Google reports quantum supremacy in draft paper

Quantum supremacy, whereby a quantum computer solves a problem in a significantly shorter time than a conventional (classical) computer, may have been achieved for the first time.

Reaching this longstanding goal in physics and computer science is described in a draft paper that appears to be written by scientists at Google and the Quantum Artificial Intelligence Lab collaboration, which includes NASA researchers. The document appeared briefly on a NASA website before it was taken down. It is believed to be an early version of a paper that has been submitted to a leading scientific journal.

The paper describes how a quantum computer comprising 53 programmable superconducting quantum bits was used to determine the output of a randomly-chosen quantum circuit made from a sequence of quantum gates.

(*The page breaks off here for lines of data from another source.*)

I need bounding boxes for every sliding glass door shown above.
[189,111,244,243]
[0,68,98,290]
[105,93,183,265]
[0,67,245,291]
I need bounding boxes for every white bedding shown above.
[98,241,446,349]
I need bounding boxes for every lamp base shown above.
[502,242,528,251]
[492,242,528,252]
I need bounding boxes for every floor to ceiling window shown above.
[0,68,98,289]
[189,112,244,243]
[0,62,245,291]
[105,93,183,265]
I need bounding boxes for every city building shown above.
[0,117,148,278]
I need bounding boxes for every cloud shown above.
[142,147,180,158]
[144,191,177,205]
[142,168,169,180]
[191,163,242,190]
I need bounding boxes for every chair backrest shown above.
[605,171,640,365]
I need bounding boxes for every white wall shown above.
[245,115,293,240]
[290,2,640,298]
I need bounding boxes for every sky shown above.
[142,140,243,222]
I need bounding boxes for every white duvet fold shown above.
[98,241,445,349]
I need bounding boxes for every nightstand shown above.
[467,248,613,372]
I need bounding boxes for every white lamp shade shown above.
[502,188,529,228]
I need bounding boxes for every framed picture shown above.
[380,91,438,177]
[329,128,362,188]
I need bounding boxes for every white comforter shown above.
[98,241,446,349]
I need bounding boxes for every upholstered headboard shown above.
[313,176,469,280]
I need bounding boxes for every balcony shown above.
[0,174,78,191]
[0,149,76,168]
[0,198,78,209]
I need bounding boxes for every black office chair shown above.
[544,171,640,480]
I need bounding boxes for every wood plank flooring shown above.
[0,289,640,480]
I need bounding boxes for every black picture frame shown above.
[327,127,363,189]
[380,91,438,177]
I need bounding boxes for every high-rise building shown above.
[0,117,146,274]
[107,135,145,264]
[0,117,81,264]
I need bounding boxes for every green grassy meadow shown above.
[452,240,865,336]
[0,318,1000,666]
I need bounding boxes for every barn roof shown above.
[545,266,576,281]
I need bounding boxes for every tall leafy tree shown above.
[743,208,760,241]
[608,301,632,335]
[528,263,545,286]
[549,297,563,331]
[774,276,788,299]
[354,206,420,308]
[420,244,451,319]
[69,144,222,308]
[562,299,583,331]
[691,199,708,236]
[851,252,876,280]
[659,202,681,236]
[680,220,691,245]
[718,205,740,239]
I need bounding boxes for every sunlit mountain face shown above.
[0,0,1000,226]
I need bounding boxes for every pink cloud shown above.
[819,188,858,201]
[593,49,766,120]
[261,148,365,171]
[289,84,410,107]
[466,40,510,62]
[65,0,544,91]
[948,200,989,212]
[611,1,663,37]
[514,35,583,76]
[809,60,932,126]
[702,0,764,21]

The output is a string of binary numbers and if the process is repeated many times, the results can be described as a probability distribution that resembles an interference pattern. This arises from the quantum interference that underlies the operation of quantum circuit.

The interference pattern was determined by Google’s Sycamore quantum processor by making one million measurements on a quantum circuit, which took about 200 s. The authors say that a state-of-the-art supercomputer would take about 10,000 years to calculate the same probability distribution.

While the problem solved by the quantum computer is not particularly useful for any practical applications, the team writes that their achievement “provides an experimental realization of quantum supremacy on a computational task and heralds the advent of a much-anticipated computing paradigm”. They add, “To our knowledge, this experiment marks the first computation that can only be performed on a quantum processor”.

If this is indeed the first demonstration of quantum supremacy, it does not mean that practical quantum computers will soon be available. Ashley Montanaro of the University of Bristol explains: “There’s still a long way to go between a demonstration of quantum supremacy and genuinely practical applications of quantum computing, but in my view reaching this milestone is a genuinely exciting moment”.